Il y a quelques mois, la municipalité du quartier branché de Shibuya avait pourtant fait place nette en délogeant des dizaines de sans-abri qui vivaient dans le parc Miyashita, niché le long d'une voie ferrée.

Mais ils ont depuis été remplacés par des activistes qui bloquent les accès à ce jardin qui s'étend sur quelque 10 000 m2, un des rares espaces verts du quartier.

«Nous nous opposons au parc Nike!», proclame une banderole accrochée à une grille du parc, patrouillé jour et nuit par des militants afin d'empêcher les responsables locaux et les ouvriers d'y pénétrer.

«Nous sommes opposés au projet de la municipalité de Shibuya de laisser Nike construire des équipements sportifs et faire du profit dans cet espace public», déclare Tetsuo Ogawa, l'un des protestataires.

Une porte-parole de Nike au Japon rappelle que ce projet, né il y a trois ans, fait partie du travail de «responsabilité sociale» du groupe.

«Le parc va se transformer en espace public ouvert 24 heures sur 24 et deviendra plus sûr. Je pense que davantage de gens pourront en profiter, comparé à aujourd'hui», affirme-t-elle.

Les opposants au projet, dont les travaux devaient initialement débuter en septembre 2009, sont soutenus par des militants anti-globalisation en Australie, en France et en Thaïlande qui organisent des manifestations devant les ambassades du Japon et les magasins Nike en signe de solidarité.

Le contrat prévoit que Nike versera à la municipalité de Shibuya 17 millions de yens (environ 141 000 euros) par an pendant dix ans pour les droits publicitaires et assumera le coût des travaux.

Mais ce projet est loin de faire l'unanimité au sein du conseil municipal.

Certains responsables soulignent que les premières victimes sont les sans-abri qui vivent sous des cartons et des toiles de plastique dans les parcs et sous les ponts de la capitale.

Un membre de la municipalité, qui tient à rester anonyme, répond que le parc est depuis longtemps à l'abandon et que les personnes résidant à proximité se plaignent justement des sans-abri.

«Les équipements sont vétustes et la municipalité se doit de les rénover», déclare-t-il à l'AFP.

La municipalité se défend d'être insensible au problème des sans-abri, affirmant les avoir aidés à trouver une place dans des maisons d'accueil ou bien sur un site voisin, «avec une toile de tente pour chacun», précise ce responsable.

Il se dit irrité par les exigences des opposants qui bloquent les travaux. «Que veulent-ils encore que l'on fasse? Maintenant, ce sont eux qui empêchent les citoyens ordinaires d'utiliser librement un espace public.»

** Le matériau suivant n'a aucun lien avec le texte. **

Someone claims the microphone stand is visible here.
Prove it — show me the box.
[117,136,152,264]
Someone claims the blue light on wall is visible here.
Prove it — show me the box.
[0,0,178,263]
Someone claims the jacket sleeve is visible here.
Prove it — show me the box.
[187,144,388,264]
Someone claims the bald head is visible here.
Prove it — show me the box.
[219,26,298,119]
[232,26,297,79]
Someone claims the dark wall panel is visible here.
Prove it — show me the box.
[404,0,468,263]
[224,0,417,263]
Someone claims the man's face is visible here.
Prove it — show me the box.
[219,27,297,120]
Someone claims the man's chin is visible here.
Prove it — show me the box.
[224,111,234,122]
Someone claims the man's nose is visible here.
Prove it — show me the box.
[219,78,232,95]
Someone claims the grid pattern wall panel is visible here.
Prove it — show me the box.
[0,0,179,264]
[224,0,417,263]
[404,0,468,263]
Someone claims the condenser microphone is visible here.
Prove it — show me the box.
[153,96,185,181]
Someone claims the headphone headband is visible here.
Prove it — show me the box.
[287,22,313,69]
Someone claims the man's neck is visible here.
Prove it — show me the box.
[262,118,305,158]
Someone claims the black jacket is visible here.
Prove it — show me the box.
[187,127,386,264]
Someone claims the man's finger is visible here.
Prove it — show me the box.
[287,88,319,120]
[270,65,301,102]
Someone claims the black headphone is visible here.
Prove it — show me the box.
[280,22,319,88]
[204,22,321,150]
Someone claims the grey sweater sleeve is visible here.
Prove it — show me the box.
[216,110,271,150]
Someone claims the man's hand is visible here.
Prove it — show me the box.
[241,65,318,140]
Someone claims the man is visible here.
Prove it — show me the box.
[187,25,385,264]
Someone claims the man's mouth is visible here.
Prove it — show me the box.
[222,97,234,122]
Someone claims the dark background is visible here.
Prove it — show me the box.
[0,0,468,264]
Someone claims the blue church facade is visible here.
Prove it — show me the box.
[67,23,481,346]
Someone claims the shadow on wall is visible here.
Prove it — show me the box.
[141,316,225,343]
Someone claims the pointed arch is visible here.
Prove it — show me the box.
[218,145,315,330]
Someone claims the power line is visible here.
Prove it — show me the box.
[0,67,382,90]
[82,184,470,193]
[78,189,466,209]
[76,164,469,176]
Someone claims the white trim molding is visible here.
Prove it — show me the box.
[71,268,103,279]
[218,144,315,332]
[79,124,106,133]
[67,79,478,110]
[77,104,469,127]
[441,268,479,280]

Les passants sont quelque peu décontenancés par le bric-à-brac de vieilles couvertures et d'objets quotidiens abandonnés par les sans-abri et transformés en «oeuvres d'art» par les manifestants, dont beaucoup se déclarent artistes.

En accrochant des parapluies usagés aux grilles ou bien en empilant des cadres de bicyclettes à l'envers, les activistes veulent exprimer leur opposition au projet de Nike en recyclant les objets laissés par les sans-abri, affirme M. Ogawa.

«D'un point de vue d'artiste, ce ne sont pas des déchets. À travers ces monuments, nous voulons montrer que des gens vivaient ici. Mais nous devons aussi ouvrir cet espace aux gens ordinaires. Tout le monde est le bienvenu pour partager un café ou un thé avec nous».